Leitura adulta revela a guinada que a franquia ensaia hoje

Ao retomar Gohan como protagonista nos últimos filmes, a Toei parece admitir o desequilíbrio narrativo do passado. Em Dragon Ball Super: Super Hero, Goku nem aparece na batalha final; quem resolve é justamente o filho que ele expôs ao perigo décadas antes. É um aceno à maturidade: o herói original sai de cena para que novas versões testem outros modelos de coragem.

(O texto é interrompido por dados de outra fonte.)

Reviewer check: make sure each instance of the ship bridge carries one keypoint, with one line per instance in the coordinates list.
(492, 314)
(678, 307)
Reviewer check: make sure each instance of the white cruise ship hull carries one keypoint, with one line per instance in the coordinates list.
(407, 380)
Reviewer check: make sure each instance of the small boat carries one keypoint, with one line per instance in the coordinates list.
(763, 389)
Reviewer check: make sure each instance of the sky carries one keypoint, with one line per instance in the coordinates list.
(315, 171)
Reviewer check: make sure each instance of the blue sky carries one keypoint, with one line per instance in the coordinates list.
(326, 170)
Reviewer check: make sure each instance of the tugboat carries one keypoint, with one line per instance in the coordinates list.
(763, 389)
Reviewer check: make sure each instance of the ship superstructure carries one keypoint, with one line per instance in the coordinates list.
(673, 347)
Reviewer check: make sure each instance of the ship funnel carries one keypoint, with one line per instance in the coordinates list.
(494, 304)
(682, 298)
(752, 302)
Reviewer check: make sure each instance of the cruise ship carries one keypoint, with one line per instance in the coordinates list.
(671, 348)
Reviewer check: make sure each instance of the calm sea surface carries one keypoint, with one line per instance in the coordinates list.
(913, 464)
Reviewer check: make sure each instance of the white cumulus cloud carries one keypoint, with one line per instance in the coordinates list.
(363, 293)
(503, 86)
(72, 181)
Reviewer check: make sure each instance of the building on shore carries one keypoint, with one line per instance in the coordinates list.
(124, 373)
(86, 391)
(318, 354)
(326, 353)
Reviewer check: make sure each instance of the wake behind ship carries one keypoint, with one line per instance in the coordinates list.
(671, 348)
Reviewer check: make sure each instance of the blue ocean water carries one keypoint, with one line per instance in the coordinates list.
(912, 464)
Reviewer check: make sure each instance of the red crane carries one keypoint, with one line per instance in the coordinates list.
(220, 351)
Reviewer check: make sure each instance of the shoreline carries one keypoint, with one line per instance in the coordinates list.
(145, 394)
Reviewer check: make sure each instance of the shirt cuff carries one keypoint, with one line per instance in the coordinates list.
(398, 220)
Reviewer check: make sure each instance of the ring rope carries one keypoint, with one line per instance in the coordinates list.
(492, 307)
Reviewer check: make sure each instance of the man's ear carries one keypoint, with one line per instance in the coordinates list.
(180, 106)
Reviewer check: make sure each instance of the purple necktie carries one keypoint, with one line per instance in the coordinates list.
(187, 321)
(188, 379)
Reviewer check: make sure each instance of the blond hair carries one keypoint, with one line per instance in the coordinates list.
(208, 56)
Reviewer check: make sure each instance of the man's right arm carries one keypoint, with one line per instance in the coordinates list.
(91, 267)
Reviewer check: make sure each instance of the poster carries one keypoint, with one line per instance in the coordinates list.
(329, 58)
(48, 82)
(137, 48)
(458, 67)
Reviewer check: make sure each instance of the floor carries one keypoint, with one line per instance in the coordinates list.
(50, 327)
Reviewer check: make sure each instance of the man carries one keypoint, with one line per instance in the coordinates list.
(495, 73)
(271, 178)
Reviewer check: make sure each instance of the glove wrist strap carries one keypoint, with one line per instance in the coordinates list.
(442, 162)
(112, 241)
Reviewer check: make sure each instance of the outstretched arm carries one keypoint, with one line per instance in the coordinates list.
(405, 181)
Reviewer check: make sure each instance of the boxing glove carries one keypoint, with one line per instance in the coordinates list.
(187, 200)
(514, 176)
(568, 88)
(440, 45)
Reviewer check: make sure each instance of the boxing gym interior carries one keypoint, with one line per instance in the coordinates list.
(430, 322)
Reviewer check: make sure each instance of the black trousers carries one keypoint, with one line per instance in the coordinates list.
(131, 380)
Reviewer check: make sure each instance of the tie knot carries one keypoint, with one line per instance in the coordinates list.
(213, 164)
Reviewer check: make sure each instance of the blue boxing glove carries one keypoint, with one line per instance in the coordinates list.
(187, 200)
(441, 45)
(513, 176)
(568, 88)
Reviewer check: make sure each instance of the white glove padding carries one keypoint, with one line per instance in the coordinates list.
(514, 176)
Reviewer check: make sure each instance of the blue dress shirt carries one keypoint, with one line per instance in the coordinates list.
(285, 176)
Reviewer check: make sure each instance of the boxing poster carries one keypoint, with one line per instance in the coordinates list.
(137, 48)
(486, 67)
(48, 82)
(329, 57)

A própria estrutura mercadológica seguiu o fluxo. Enquanto colecionáveis premium como o novo Ironhide de Transformers miram a nostalgia sem questionar o passado, Dragon Ball flerta com uma revisão crítica. Jogos, mangás spin-off e edições comemorativas endossam Gohan cientista, Vegeta mentor e até Freeza como estrategista empresarial. O universo fica mais plural, mas a lição da semente continua ali, latente: mesmo ícones intocáveis podem envelhecer mal — e isso abre espaço para reinvenção genuína.

Rever a cena, portanto, importa não só para medir o quanto mudamos como espectadores, mas para entender por que a nova era de Dragon Ball já começa a superar a anterior em dois quesitos antes negligenciados: responsabilidade emocional e diversidade de trajetórias. O anime que um dia ensinou a “bater até ficar mais forte” ensaia agora um discurso de autocontrole e colaboração. Se Goku curaria Cell novamente? Difícil saber. Mais fácil é notar que, desta vez, o público não engoliria a semente sem mastigar o significado primeiro.